[meteorite-list] Mars Rover Opportunity Update: June 06-11, 2012

From: Ron Baalke <baalke_at_meteoritecentral.com>
Date: Thu, 14 Jun 2012 18:01:02 -0700 (PDT)
Message-ID: <201206150101.q5F1128A016206_at_zagami.jpl.nasa.gov>


OPPORTUNITY UPDATE: Slow Going Due to Communication Issues - sols
2975-2980, June 06-11, 2012:

Opportunity has been investigating light-toned veins around the north
end of Cape York on the rim of Endeavour Crater.

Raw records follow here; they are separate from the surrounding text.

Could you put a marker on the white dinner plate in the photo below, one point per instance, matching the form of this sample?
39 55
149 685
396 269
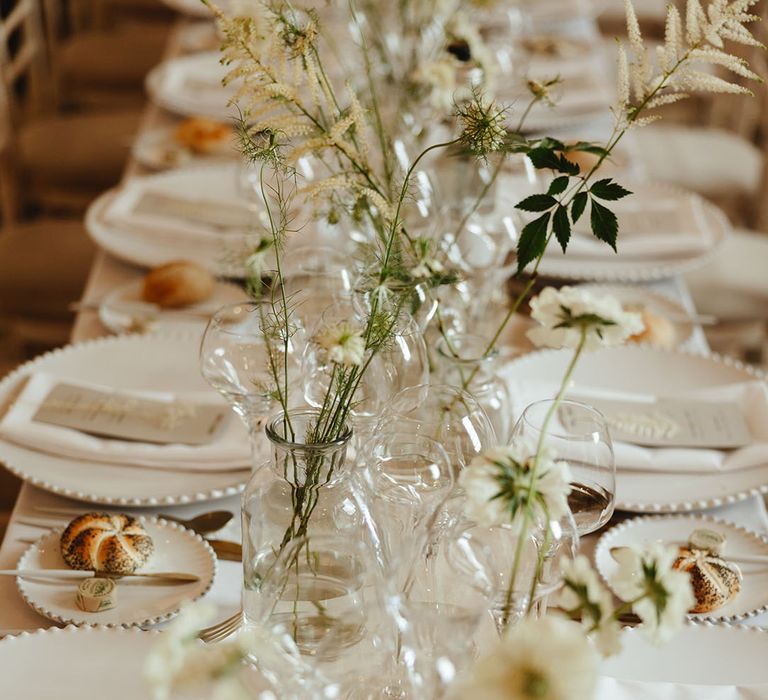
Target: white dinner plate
635 298
699 654
645 370
86 663
158 149
124 310
132 362
675 530
192 86
194 8
148 246
708 220
138 602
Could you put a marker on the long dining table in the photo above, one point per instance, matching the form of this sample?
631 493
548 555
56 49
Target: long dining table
28 520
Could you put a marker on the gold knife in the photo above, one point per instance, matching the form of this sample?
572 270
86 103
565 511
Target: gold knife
75 574
229 551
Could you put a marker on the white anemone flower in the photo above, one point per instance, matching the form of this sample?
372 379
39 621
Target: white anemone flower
666 592
498 484
566 313
344 343
585 595
539 659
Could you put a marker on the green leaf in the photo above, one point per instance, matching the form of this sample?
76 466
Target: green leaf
567 166
588 148
562 227
551 144
604 224
607 189
543 158
558 185
536 202
578 206
533 241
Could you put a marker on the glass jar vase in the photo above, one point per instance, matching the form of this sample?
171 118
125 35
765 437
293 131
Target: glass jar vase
304 491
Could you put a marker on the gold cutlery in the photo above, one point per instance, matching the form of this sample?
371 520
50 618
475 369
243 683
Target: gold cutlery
202 524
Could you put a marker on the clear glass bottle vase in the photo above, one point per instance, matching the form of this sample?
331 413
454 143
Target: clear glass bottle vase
303 492
464 363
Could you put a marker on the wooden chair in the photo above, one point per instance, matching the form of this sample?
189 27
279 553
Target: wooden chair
101 68
50 161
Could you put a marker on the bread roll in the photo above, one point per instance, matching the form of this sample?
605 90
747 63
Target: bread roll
115 543
659 331
205 136
714 581
178 283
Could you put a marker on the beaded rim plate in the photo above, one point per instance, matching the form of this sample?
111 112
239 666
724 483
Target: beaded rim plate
675 529
117 361
635 269
137 602
643 369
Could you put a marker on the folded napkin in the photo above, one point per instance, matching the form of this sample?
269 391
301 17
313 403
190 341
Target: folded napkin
651 227
616 689
230 451
751 396
204 209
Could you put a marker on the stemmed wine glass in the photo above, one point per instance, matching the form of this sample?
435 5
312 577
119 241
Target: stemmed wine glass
577 434
236 360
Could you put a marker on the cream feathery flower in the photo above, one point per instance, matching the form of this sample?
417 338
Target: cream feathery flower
440 77
666 593
584 595
498 487
623 76
564 313
539 659
343 343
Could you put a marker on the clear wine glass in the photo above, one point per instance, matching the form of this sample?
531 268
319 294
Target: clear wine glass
235 360
577 434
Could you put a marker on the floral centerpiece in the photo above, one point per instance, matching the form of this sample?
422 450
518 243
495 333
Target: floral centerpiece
294 105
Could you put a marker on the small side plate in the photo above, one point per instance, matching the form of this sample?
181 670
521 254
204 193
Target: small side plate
674 530
138 602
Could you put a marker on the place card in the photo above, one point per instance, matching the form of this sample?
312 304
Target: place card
225 216
125 416
670 422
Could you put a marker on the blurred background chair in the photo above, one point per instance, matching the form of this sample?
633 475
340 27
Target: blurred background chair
99 64
50 161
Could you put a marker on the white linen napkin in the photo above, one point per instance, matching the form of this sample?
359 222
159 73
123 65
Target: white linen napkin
650 226
617 689
751 396
200 211
230 451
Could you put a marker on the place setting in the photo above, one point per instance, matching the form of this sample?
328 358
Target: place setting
403 368
174 441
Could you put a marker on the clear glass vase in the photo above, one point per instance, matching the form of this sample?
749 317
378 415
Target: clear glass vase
465 364
304 491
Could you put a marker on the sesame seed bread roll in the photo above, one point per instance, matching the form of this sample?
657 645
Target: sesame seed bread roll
117 544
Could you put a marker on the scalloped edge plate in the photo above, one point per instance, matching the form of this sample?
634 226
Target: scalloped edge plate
635 368
176 549
159 487
739 540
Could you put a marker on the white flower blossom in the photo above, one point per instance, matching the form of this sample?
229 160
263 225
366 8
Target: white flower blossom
546 658
667 592
344 344
584 594
565 312
497 484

Recently, things became complicated, first by Mars Odyssey orbiter going
into safe mode, leaving Opportunity without timely relay support, and
then by a missed Ultra High Frequency (UHF) relay pass with Mars
Reconnaissance Orbiter on Sol 2976 (June 7, 2012). The project responded
to the missed UHF pass by sending real-time commands to the rover on Sol
2977 (June 8, 2012), to elicit a response to make sure Opportunity was

Further, the project asked MRO to change the data rate on the next relay
pass to ensure lock-up under poor Signal to Noise Ratio conditions. The
missed relay pass was likely the result of poor relay geometry between
the orbiter and rover. With Odyssey unavailable for relay support for a
number of days, the MER project converted several future rover Deep
Space Network tracking passes from "Direct from Earth" to "Direct to
Earth" to return some telemetry directly over the rover's X-band system.

The plans forward for Opportunity have been modest, mostly remote
sensing, owing to the lack of relay support from Odyssey. A bump of the
rover was sequenced for Sol 2981 (June 12, 2012). This will be followed
by a MRO UHF relay pass to return the drive results.

As of Sol 2977 (June 8, 2012), solar array energy production was 388
watt-hours with an atmospheric opacity (Tau) of 0.338 and a solar array
dust factor of 0.567.

Total odometry is 21.42 (34,469.86 meters).